Jared was scouting with a friend during the summer of 2022, when he spotted the big buck on a fire lane. “I knew he still had a lot of time to get bigger,” Jared says. “And he was already far above average!”
Cell cameras revealed the big buck stayed in one small area, but there were other hunters who were after the same deer. So, Jared had to come up with a plan to get him first. “He was using those lanes, so I did too,” Jared says. “And he hit my mock scrapes, right after I put them in.”
Jared had trail camera pictures of the collared buck and had been targeting the deer.

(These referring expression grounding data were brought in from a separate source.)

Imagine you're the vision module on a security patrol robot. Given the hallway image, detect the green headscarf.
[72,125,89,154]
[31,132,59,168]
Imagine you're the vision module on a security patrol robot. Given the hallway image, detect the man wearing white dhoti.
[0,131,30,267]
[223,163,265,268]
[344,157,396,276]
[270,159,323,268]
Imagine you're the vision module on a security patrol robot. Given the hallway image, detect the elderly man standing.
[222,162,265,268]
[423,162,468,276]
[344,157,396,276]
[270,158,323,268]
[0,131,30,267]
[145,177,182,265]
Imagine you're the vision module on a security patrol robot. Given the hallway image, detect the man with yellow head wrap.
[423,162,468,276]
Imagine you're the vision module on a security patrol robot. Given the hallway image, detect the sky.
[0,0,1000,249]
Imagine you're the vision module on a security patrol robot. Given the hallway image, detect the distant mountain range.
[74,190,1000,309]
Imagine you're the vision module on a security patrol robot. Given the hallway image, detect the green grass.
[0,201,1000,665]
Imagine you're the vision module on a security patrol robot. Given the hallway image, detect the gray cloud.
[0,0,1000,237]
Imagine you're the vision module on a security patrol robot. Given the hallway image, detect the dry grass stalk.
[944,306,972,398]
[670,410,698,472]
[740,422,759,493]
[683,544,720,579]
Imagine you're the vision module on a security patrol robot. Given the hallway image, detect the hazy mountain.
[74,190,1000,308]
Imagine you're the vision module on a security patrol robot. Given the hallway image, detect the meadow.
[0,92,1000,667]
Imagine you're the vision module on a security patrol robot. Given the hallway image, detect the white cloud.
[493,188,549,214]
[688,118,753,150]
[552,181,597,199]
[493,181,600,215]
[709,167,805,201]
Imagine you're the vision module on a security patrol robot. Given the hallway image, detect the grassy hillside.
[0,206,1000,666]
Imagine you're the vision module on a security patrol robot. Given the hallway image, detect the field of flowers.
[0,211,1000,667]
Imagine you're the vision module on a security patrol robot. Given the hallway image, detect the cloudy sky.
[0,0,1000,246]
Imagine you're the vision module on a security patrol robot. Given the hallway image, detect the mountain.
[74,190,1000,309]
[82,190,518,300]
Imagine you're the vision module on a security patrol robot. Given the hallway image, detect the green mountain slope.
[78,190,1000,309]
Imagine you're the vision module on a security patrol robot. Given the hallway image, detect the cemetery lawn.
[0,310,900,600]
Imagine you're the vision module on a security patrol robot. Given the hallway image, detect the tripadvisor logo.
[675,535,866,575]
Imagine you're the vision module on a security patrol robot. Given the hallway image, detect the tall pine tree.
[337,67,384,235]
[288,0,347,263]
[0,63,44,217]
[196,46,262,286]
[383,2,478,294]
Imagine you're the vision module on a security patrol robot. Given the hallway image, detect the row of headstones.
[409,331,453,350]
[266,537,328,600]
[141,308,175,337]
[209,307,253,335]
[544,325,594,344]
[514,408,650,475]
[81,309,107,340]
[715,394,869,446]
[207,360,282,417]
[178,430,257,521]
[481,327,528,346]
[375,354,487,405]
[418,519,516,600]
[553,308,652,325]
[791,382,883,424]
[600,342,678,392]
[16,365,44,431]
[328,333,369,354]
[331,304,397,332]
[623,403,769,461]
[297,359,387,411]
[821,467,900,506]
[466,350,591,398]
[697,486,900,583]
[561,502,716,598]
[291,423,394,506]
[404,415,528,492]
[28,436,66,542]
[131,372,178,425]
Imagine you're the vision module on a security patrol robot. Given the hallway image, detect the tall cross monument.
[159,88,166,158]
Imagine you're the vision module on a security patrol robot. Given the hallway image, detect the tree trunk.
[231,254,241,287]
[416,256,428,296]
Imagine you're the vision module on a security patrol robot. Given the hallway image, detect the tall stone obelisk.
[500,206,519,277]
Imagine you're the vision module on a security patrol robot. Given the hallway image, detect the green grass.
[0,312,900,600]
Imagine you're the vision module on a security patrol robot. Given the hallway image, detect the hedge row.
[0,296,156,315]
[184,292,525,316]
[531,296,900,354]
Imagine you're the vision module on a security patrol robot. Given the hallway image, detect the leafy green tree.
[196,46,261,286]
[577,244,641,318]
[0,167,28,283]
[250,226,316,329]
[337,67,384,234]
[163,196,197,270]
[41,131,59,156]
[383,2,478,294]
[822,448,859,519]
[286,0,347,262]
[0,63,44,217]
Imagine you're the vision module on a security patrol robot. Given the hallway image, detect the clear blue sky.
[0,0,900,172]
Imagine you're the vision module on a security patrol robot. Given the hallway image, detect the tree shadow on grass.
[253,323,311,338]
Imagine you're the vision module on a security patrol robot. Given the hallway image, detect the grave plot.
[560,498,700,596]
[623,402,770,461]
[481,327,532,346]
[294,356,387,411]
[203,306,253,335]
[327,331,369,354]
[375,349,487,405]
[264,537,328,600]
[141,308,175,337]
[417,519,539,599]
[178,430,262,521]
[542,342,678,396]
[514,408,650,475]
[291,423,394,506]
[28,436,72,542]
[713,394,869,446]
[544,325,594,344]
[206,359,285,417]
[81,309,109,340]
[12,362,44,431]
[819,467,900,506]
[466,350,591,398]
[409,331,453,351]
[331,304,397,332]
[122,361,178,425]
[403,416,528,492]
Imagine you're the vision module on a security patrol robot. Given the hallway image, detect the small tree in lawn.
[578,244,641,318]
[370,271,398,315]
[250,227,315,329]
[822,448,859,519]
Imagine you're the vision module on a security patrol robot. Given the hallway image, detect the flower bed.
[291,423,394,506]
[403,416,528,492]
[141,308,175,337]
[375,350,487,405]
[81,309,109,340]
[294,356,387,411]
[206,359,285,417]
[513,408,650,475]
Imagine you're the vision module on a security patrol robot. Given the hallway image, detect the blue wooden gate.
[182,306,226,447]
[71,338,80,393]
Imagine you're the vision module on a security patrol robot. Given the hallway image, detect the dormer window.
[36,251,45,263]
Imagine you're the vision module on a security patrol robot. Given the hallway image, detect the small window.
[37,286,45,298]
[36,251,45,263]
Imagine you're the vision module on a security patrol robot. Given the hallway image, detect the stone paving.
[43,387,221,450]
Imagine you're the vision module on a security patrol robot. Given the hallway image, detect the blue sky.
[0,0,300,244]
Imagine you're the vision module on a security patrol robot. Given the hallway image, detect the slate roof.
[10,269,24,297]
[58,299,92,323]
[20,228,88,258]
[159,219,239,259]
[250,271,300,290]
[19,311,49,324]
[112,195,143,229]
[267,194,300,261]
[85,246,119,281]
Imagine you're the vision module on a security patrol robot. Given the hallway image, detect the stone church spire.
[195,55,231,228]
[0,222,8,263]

Photo courtesy of Jared Smeltzer On an October hunt, Jared got in a little too close, jumping the buck from the top of a downed tree. He got off a quick shot and saw his arrow shave hair off the buck’s brisket. But as the buck ran off, Jared realized the deer was making a sound like he was wheezing. “The tracking collar was choking him,” Jared recalls. “It was way too tight!”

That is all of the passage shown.